Amazon S3 multi-part upload is a feature provided by Amazon's Simple Storage Service (S3) that allows large files to be uploaded in smaller, more manageable parts. This method is particularly useful for large files or when the network conditions are unstable. You can upload these object parts independently and in any order. If transmission of any part fails, you can retransmit that part without affecting other parts. After all parts of your object are uploaded, Amazon S3 assembles these parts and creates the object.
Benefits of using multi-part upload
Improved throughput – You can upload parts in parallel to improve throughput.
Quick recovery from any network issues – Smaller part size minimizes the impact of restarting a failed upload due to a network error.
Pause and resume object uploads – You can upload object parts over time. After you initiate a multipart upload, there is no expiry; you must explicitly complete or stop the multipart upload.
Begin an upload before you know the final object size – You can upload an object as you are creating it.
How Multi-Part Upload Works
Multipart upload is a three-step process: You initiate the upload, you upload the object parts, and after you have uploaded all the parts, you complete the multipart upload. Upon receiving the complete multipart upload request, Amazon S3 constructs the object from the uploaded parts, and you can then access the object just as you would any other object in your bucket. Here's a breakdown of the process:
Initialization: The upload is initiated, and Amazon S3 returns an upload ID. You must include this upload ID whenever you upload parts, list the parts, complete an upload, or stop an upload. If you want to provide any metadata describing the object being uploaded, you must provide it in the request to initiate multipart upload.

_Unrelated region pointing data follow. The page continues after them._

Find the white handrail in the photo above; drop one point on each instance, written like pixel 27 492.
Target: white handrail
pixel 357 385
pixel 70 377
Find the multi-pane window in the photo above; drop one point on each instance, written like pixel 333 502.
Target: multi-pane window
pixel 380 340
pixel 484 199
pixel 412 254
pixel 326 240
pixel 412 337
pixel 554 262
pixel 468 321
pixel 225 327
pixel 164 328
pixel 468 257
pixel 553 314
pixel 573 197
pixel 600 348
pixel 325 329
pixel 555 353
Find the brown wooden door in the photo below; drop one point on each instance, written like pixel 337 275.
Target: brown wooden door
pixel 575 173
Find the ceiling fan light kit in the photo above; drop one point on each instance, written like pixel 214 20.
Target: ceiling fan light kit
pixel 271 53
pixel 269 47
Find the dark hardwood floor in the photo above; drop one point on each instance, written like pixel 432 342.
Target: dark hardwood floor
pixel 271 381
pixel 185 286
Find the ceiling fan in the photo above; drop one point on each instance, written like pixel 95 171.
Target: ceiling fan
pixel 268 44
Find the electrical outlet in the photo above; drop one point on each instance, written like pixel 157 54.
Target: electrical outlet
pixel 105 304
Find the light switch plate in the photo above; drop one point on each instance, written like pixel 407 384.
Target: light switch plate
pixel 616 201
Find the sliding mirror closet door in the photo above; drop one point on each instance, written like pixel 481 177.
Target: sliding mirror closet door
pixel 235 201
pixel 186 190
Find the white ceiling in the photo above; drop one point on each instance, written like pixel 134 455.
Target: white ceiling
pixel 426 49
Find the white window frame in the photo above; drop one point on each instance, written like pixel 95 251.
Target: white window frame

Uploading Parts: When uploading a part, in addition to the upload ID, you must specify a part number. You can choose any part number between 1 and 10,000. A part number uniquely identifies a part and its position in the object you are uploading. The part number that you choose doesn’t need to be in a consecutive sequence (for example, it can be 1, 5, and 14). If you upload a new part using the same part number as a previously uploaded part, the previously uploaded part is overwritten.
❗After you initiate a multipart upload and upload one or more parts, you must either complete or stop the multipart upload to stop getting charged for storage of the uploaded parts. Only after you either complete or stop a multipart upload will Amazon S3 free up the parts storage and stop charging you for the parts storage.Part Size: Each part, except the last one, must be at least 5 MB in size. The maximum size of a part can be up to 5 GB.
Tracking: Whenever you upload a part, Amazon S3 returns an entity tag (ETag) header in its response. For each part upload, you must record the part number and the ETag value. The ETag value for all object part uploads will remain the same, but each part will be assigned a different part number. You must include these values in the subsequent request to complete the multipart upload.
Completion: When you complete a multipart upload, Amazon S3 creates an object by concatenating the parts in ascending order based on the part number. If any object metadata was provided in the initiate multipart upload request, Amazon S3 associates that metadata with the object. After a successful complete request, the parts no longer exist.
Your complete multipart upload request must include the upload ID and a list of both part numbers and corresponding ETag values. The Amazon S3 response includes an ETag that uniquely identifies the combined object data. This ETag is not necessarily an MD5 hash of the object data.
Requirements for Uploaded Files
File Size: Ideal for files larger than 100 MB. The maximum file size that can be uploaded in a single operation is 5 TB.
Part Size and Number: Each part must be at least 5 MB and can be up to 5 GB. The total number of parts can be up to 10,000.
Stable Network Connection: While multi-part upload is more resilient to network issues, a reasonably stable connection is still necessary for uploading large files.
Use Cases
Large Data Sets: Ideal for uploading large datasets like video files, scientific data, or backup archives.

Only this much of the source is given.